Cruz and his agent, Adam Katz, are in discussions with the Mariners on a multiyear contract, according to a report Tuesday by CBSSports.com. Seattle general manager Jack Zduriencik has a policy of not commenting on contract negotiations but acknowledged at Mariners FanFest last week that he would "love" to have Cruz in the lineup.
But Zduriencik also expressed concerns about the length and value of a contract with Cruz as well as having to give up a Draft pick for signing him. Cruz turned down a $14.1 million qualifying offer from the Rangers in November.
"Those are things you have to factor," Zduriencik said.
The Mariners are looking to add more firepower to an offense even after signing second baseman Robinson Cano and outfielder Corey Hart, both of whom were free agents, and acquiring outfielder/first baseman Logan Morrison in a trade with the Marlins. The Mariners are possibly also in the market for another starting pitcher and have shown interest in free-agent reliever Fernando Rodney.
Cruz, 33, hit .266 in 109 games for the Rangers last year with 27 home runs, 76 RBIs and a .506 slugging percentage. He was suspended for the final 50 games of the regular season for violating Major League Baseball's Drug Treatment and Prevention Policy.
If the Mariners sign him, they will lose the competitive balance Draft pick earned in last summer's lottery -- the sixth pick after the second round. The Mariners' first-round pick is protected and they forfeited their second-round pick when they signed Cano.
Cruz went into the free-agent process seeking at least a two-year contract. According to CBSSports.com, the Mariners have shown a willingness to discuss a two-year deal with a possible option for a third year.

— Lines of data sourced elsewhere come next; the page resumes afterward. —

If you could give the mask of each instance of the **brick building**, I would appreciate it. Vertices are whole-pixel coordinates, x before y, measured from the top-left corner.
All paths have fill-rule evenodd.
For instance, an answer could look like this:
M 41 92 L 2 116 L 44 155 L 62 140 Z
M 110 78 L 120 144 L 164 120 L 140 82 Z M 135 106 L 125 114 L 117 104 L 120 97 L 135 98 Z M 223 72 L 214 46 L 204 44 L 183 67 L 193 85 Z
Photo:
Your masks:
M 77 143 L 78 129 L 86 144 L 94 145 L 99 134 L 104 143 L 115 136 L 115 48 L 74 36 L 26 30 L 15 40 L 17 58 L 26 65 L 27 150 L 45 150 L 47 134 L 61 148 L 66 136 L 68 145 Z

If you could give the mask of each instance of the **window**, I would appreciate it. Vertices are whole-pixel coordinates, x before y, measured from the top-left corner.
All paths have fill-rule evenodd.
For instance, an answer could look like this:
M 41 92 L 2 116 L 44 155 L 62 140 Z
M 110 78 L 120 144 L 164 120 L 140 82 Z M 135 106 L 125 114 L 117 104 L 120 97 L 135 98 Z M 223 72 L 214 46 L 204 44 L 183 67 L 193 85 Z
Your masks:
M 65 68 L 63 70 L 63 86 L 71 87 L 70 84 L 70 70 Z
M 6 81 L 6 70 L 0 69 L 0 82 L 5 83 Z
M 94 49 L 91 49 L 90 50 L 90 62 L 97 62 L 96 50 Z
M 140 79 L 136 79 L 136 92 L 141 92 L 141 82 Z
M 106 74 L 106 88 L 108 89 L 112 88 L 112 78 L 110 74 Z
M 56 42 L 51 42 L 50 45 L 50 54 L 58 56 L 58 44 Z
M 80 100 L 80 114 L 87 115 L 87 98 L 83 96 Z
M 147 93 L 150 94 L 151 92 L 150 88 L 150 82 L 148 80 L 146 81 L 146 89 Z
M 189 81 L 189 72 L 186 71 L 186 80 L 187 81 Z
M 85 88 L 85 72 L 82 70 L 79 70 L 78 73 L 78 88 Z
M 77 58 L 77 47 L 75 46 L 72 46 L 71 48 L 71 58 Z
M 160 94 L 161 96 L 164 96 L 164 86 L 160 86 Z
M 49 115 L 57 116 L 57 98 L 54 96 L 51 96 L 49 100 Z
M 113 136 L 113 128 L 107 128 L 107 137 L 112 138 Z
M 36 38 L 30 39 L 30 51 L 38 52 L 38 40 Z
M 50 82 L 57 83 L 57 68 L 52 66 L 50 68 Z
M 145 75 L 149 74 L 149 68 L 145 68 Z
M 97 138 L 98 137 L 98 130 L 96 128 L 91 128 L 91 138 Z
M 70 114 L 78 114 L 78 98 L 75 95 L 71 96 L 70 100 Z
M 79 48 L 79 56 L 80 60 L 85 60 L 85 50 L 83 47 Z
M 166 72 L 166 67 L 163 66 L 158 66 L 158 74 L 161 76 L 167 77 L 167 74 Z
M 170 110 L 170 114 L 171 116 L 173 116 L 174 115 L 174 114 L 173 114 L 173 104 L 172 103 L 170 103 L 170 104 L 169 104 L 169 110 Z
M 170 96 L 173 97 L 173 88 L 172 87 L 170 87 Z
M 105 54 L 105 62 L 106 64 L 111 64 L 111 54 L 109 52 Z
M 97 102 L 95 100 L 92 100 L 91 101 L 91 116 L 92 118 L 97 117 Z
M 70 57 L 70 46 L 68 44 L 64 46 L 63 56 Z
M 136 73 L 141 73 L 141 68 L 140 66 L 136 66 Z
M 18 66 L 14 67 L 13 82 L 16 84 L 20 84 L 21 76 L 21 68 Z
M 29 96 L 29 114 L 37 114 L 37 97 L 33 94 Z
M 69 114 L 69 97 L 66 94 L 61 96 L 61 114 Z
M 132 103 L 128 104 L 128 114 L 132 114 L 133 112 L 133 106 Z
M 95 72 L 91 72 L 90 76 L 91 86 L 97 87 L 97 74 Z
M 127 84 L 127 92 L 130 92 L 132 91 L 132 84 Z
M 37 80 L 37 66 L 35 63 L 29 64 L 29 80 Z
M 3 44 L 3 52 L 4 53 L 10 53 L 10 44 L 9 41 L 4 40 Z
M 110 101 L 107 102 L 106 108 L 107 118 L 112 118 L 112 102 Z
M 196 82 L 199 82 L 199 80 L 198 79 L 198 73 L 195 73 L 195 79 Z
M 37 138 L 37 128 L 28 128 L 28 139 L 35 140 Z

The Rangers, who could use one more hitter in their lineup at designated hitter, have not closed the door on Cruz. The Orioles have also shown interest but a source said Cruz is not overly interested in playing for Baltimore. If Cruz has to settle for a one-year contract, it would most likely be with the Rangers with the idea of having one big trouble-free season and then hitting the free-agent market again next winter.